Agora todos pensam em cancelar os acordos, já que o contrato de exclusividade foi rompido. A editora estuda meios de processar a Associated Press, que respondeu que a "empresa não desrespeitou nenhuma lei, só praticou a boa e velha arte da reportagem".
Foram levantadas dúvidas também quanto à autoria. O jornalista ultraconservador Matt Drudge, o mesmo que revelou o escândalo Monica Lewinsky em 1998, colocou em seu site nota atribuindo parte do livro aos escritores Maryanne Vollers e Ruby Shamir e à jornalista e ghost writer Lissa Muscatine. A senadora nega.
Do lado político, a vida também não anda fácil. Em Washington, Hillary Clinton enfrenta críticas de parte da população que a elegeu, que a acusa de ter "virado a casaca". A ex-primeira-dama só venceu o republicano Rick Lazio em 2000 na corrida ao Senado por Nova York por ter conquistado a parcela progressista do Estado, principalmente em Manhattan.

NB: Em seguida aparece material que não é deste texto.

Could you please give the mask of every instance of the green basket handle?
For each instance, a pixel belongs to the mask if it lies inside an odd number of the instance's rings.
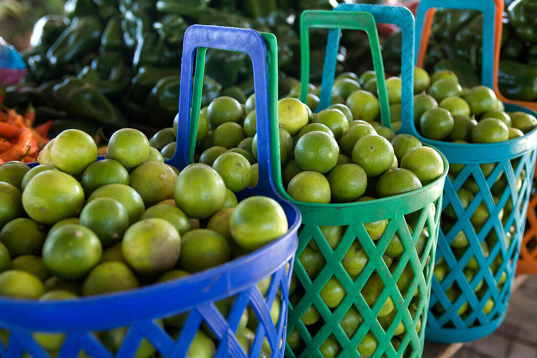
[[[373,55],[373,67],[376,73],[377,87],[380,102],[380,112],[382,125],[391,127],[390,119],[390,106],[388,101],[386,82],[384,75],[384,65],[380,52],[379,34],[376,24],[373,15],[362,11],[336,11],[326,10],[306,10],[300,16],[300,101],[306,103],[308,95],[308,84],[309,83],[309,29],[329,28],[363,30],[367,34],[369,46]],[[326,44],[326,52],[330,48],[336,49],[339,46],[338,40],[330,41]],[[335,64],[325,61],[321,82],[321,100],[316,112],[324,109],[330,104],[332,84],[333,83],[334,70],[329,69]],[[326,78],[325,78],[326,76]],[[329,81],[328,76],[331,78]]]

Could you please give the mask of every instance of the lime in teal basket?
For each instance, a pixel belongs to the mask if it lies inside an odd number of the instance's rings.
[[[259,133],[259,182],[238,196],[265,195],[278,201],[287,215],[288,232],[267,246],[223,265],[139,289],[54,302],[0,298],[0,356],[112,358],[153,356],[156,352],[159,356],[182,357],[191,346],[203,344],[197,341],[200,329],[216,342],[216,357],[283,356],[289,284],[301,216],[295,206],[278,194],[272,179],[269,133],[277,123],[274,116],[269,117],[268,106],[269,94],[275,91],[277,74],[272,66],[277,54],[275,38],[252,30],[200,25],[187,30],[178,149],[169,162],[178,168],[190,163],[189,148],[195,137],[207,48],[245,52],[252,59]],[[196,110],[191,113],[191,102]],[[225,315],[219,309],[222,306],[229,307]],[[258,321],[248,352],[237,335],[246,311],[250,319]],[[163,320],[180,322],[176,335],[171,336],[164,331]],[[103,344],[103,332],[112,332],[115,333],[110,339],[115,340],[117,352]],[[43,346],[43,342],[51,341],[55,345],[54,353]]]

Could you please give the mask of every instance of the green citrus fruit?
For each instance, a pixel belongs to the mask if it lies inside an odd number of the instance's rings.
[[[476,86],[468,91],[465,101],[470,106],[471,114],[479,116],[487,111],[494,110],[498,99],[492,90],[487,86]]]
[[[359,90],[353,92],[346,103],[352,112],[353,119],[362,119],[368,122],[374,120],[379,115],[379,100],[369,92]]]
[[[37,174],[23,192],[23,206],[28,215],[47,225],[77,216],[84,201],[80,183],[69,174],[57,170]]]
[[[82,284],[82,295],[102,295],[140,287],[138,279],[124,262],[108,261],[94,267]]]
[[[336,166],[339,147],[333,137],[316,131],[301,137],[294,152],[295,159],[302,170],[323,174]]]
[[[474,143],[496,143],[509,139],[509,128],[497,118],[482,119],[471,131]]]
[[[112,159],[92,163],[82,174],[82,188],[86,196],[107,184],[128,185],[129,183],[128,171],[119,162]]]
[[[382,175],[376,183],[376,194],[385,198],[412,191],[422,187],[419,178],[408,169],[391,169]]]
[[[239,102],[227,96],[213,99],[207,110],[207,119],[213,128],[227,122],[238,122],[242,116],[242,107]]]
[[[287,217],[278,202],[252,196],[238,203],[229,221],[231,236],[241,247],[258,248],[287,232]]]
[[[355,164],[336,166],[326,174],[332,198],[337,203],[350,203],[361,196],[367,185],[367,176]]]
[[[229,245],[222,235],[207,229],[192,230],[183,237],[179,266],[188,272],[203,271],[227,262]]]
[[[323,110],[316,113],[313,118],[313,122],[321,123],[328,127],[336,140],[339,140],[349,129],[347,117],[343,112],[335,109]]]
[[[149,154],[149,141],[146,135],[137,130],[124,128],[110,137],[105,158],[117,160],[127,169],[130,169],[143,163]],[[162,156],[171,157],[164,153]]]
[[[316,171],[302,171],[295,175],[289,182],[287,192],[299,202],[330,202],[330,185],[324,175]]]
[[[88,198],[88,203],[97,198],[112,198],[119,202],[127,210],[129,224],[137,221],[146,208],[140,194],[134,189],[123,184],[108,184],[101,187]]]
[[[214,161],[213,169],[220,175],[226,187],[237,192],[248,186],[252,178],[252,168],[244,156],[236,153],[226,153]]]
[[[278,122],[291,135],[295,135],[308,124],[308,110],[296,98],[282,98],[278,101]]]
[[[441,78],[433,82],[427,90],[427,94],[432,96],[437,102],[448,97],[460,97],[462,92],[461,85],[449,78]]]
[[[43,262],[60,278],[82,278],[100,260],[103,246],[85,226],[65,225],[49,234],[43,245]]]
[[[444,108],[433,108],[419,119],[419,128],[426,138],[441,140],[451,133],[455,126],[453,116]]]
[[[352,161],[360,166],[368,177],[382,174],[394,163],[394,148],[383,137],[368,134],[356,142]]]
[[[173,196],[177,207],[189,218],[206,219],[224,206],[226,184],[211,167],[191,164],[177,177]]]

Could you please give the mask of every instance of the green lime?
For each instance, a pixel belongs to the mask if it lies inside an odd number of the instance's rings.
[[[328,127],[336,140],[349,129],[349,121],[343,112],[338,109],[325,109],[316,113],[314,123],[321,123]],[[300,134],[300,132],[299,132]]]
[[[513,127],[521,131],[523,133],[527,133],[537,125],[537,119],[527,113],[514,112],[511,113],[510,116]]]
[[[144,219],[125,232],[121,250],[125,261],[143,275],[159,274],[175,266],[181,251],[179,232],[169,221]]]
[[[29,170],[30,167],[24,163],[19,161],[6,162],[0,165],[0,182],[9,183],[19,190],[22,190],[23,179]]]
[[[130,173],[129,185],[143,201],[146,207],[173,197],[173,185],[177,174],[167,164],[147,162],[136,167]]]
[[[440,101],[439,107],[449,111],[453,117],[470,116],[470,106],[460,97],[448,97]]]
[[[11,264],[13,270],[30,273],[41,281],[50,276],[43,263],[43,259],[39,256],[22,255],[13,259]]]
[[[229,245],[222,235],[207,229],[192,230],[183,237],[179,266],[196,273],[217,266],[231,257]]]
[[[211,133],[212,133],[212,131],[211,131]],[[177,142],[172,142],[169,144],[166,144],[162,148],[162,150],[161,151],[161,154],[162,155],[162,157],[165,159],[171,159],[173,157],[173,154],[175,154],[175,150],[177,147]]]
[[[450,141],[463,140],[469,142],[472,130],[477,125],[477,121],[466,116],[458,116],[453,118],[453,129],[447,136]]]
[[[433,108],[419,119],[419,128],[426,138],[441,140],[451,133],[455,126],[453,116],[444,108]]]
[[[496,143],[509,139],[509,128],[497,118],[482,119],[471,131],[474,143]]]
[[[376,183],[376,194],[379,198],[385,198],[412,191],[422,187],[422,183],[416,174],[408,169],[396,168],[382,175]]]
[[[224,206],[226,184],[211,167],[191,164],[177,177],[173,193],[177,207],[187,216],[206,219],[221,210]]]
[[[344,103],[345,101],[344,101],[341,103],[336,103],[335,104],[332,104],[327,109],[338,109],[341,111],[345,117],[347,118],[347,120],[349,121],[349,124],[352,121],[352,112],[351,112],[350,109],[347,106],[345,105]]]
[[[124,128],[110,137],[105,158],[117,160],[127,169],[130,169],[143,163],[149,154],[149,141],[146,135],[137,130]],[[162,156],[171,157],[164,153]]]
[[[324,176],[316,171],[302,171],[293,177],[287,192],[295,200],[306,203],[330,202],[330,185]]]
[[[441,80],[442,78],[447,78],[448,80],[451,80],[454,81],[457,83],[459,83],[459,77],[455,74],[454,72],[449,70],[440,70],[440,71],[437,71],[433,74],[432,76],[431,76],[431,82],[434,83],[439,80]]]
[[[199,162],[208,166],[212,166],[216,158],[228,151],[225,147],[215,146],[204,151],[200,156]]]
[[[448,97],[460,97],[462,88],[458,82],[449,78],[441,78],[434,82],[427,90],[437,102]]]
[[[291,135],[295,135],[308,124],[308,110],[296,98],[282,98],[278,101],[278,123]]]
[[[110,143],[113,144],[112,138]],[[50,147],[50,159],[54,166],[60,170],[79,174],[97,160],[97,146],[93,139],[85,132],[67,130],[54,138]]]
[[[28,215],[38,223],[47,225],[77,216],[84,201],[80,183],[69,174],[57,170],[37,174],[23,192],[23,206]]]
[[[88,203],[98,198],[112,198],[118,201],[127,210],[129,225],[137,221],[146,209],[143,200],[138,192],[123,184],[108,184],[101,187],[90,196]]]
[[[414,123],[419,124],[419,119],[427,110],[438,106],[438,103],[432,96],[420,93],[414,96]]]
[[[505,123],[507,127],[513,126],[511,117],[503,111],[487,111],[481,114],[481,118],[497,118]],[[535,124],[537,124],[537,121]]]
[[[414,68],[414,93],[421,93],[431,85],[431,77],[421,67]]]
[[[442,157],[430,147],[417,147],[409,151],[401,160],[401,167],[416,174],[424,185],[444,173]]]
[[[346,104],[352,112],[353,119],[362,119],[370,122],[377,117],[380,111],[379,100],[376,97],[362,90],[351,94],[347,98]]]
[[[352,149],[352,161],[360,166],[368,177],[388,170],[394,163],[394,148],[383,137],[368,134],[356,142]]]
[[[207,110],[207,119],[214,128],[227,122],[238,122],[242,116],[242,107],[239,102],[227,96],[213,99]]]
[[[98,188],[107,184],[129,183],[129,173],[121,163],[112,159],[104,159],[90,164],[82,174],[84,192],[89,196]]]
[[[256,122],[256,111],[252,111],[244,118],[243,127],[244,128],[244,134],[246,137],[253,137],[257,133],[257,123]]]
[[[336,166],[339,147],[333,137],[324,132],[310,132],[296,142],[295,159],[303,170],[323,174]]]
[[[123,237],[129,226],[128,213],[117,201],[98,198],[82,209],[80,225],[97,234],[103,246],[109,246]]]
[[[82,284],[82,295],[102,295],[140,287],[138,279],[124,262],[108,261],[94,267]]]
[[[45,242],[45,228],[27,218],[7,223],[0,231],[0,242],[13,258],[21,255],[39,255]]]
[[[310,123],[300,130],[299,133],[296,135],[296,140],[297,141],[307,133],[314,132],[315,131],[324,132],[327,134],[334,137],[334,134],[332,132],[332,131],[330,130],[330,128],[324,124],[323,124],[322,123]]]
[[[149,139],[149,145],[157,151],[162,151],[166,144],[176,141],[177,133],[177,131],[171,127],[161,129]]]
[[[18,270],[0,273],[0,296],[37,299],[45,293],[45,287],[32,274]]]
[[[238,153],[226,153],[214,161],[213,169],[224,181],[231,191],[240,191],[246,187],[252,178],[252,168],[248,160]]]
[[[386,80],[386,90],[390,104],[401,103],[402,83],[400,77],[390,77]]]
[[[487,86],[476,86],[468,91],[465,96],[465,101],[470,106],[471,114],[479,116],[487,111],[495,110],[498,99],[494,91]]]
[[[60,278],[82,278],[100,260],[103,246],[85,226],[65,225],[49,234],[43,245],[43,262]]]
[[[213,142],[215,146],[230,149],[236,148],[245,138],[244,131],[240,124],[228,122],[221,124],[214,130]]]
[[[326,174],[332,199],[337,203],[350,203],[361,196],[367,185],[367,176],[355,164],[336,166]]]
[[[278,202],[252,196],[238,203],[229,222],[231,236],[241,247],[255,250],[287,232],[287,217]]]
[[[358,83],[360,83],[360,85],[363,87],[366,82],[370,79],[375,77],[376,77],[376,72],[371,70],[366,71],[360,75],[360,77],[358,78]]]

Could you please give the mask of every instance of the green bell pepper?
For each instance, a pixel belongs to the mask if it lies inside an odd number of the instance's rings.
[[[125,42],[123,39],[123,31],[121,31],[121,21],[119,17],[112,17],[108,20],[106,27],[101,37],[101,51],[110,51],[123,49]]]
[[[61,15],[45,15],[34,25],[30,46],[36,51],[46,51],[67,28],[70,21]]]
[[[207,9],[211,0],[158,0],[156,9],[165,13],[198,17]]]
[[[103,28],[99,19],[86,16],[72,23],[47,52],[53,66],[69,63],[99,47]]]
[[[98,11],[97,4],[93,0],[67,0],[63,6],[64,13],[70,19],[95,16]]]
[[[514,4],[514,3],[513,3]],[[500,61],[498,87],[512,99],[537,100],[537,67],[510,60]]]
[[[78,77],[95,86],[108,99],[115,98],[125,94],[130,83],[130,70],[123,63],[114,67],[106,77],[103,77],[90,66],[86,66]]]
[[[507,12],[518,38],[524,41],[537,42],[537,2],[517,0],[509,5]]]
[[[122,128],[127,121],[99,90],[75,76],[68,77],[53,88],[56,106],[81,119],[111,128]]]

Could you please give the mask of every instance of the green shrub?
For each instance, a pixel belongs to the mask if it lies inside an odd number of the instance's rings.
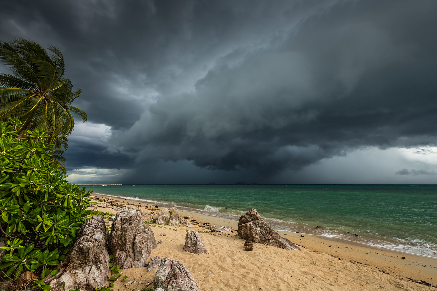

A acusação tem algum fundo de verdade. Na época, Hillary Clinton defendia a união civil de pessoas de mesmo sexo, entre outras bandeiras polêmicas. Desde que assumiu sua cadeira em Washington, porém, vem se alinhando com a área mais ao centro.
De olho nas eleições presidenciais de 2008, Hillary Clinton quer parecer "menos perigosa" ao cobiçado eleitorado conservador, que deve reeleger o republicano George W. Bush no ano que vem. Dessa maneira, não é exagero pensar que vem a calhar a lavação de roupa suja que "Living History" promove agora.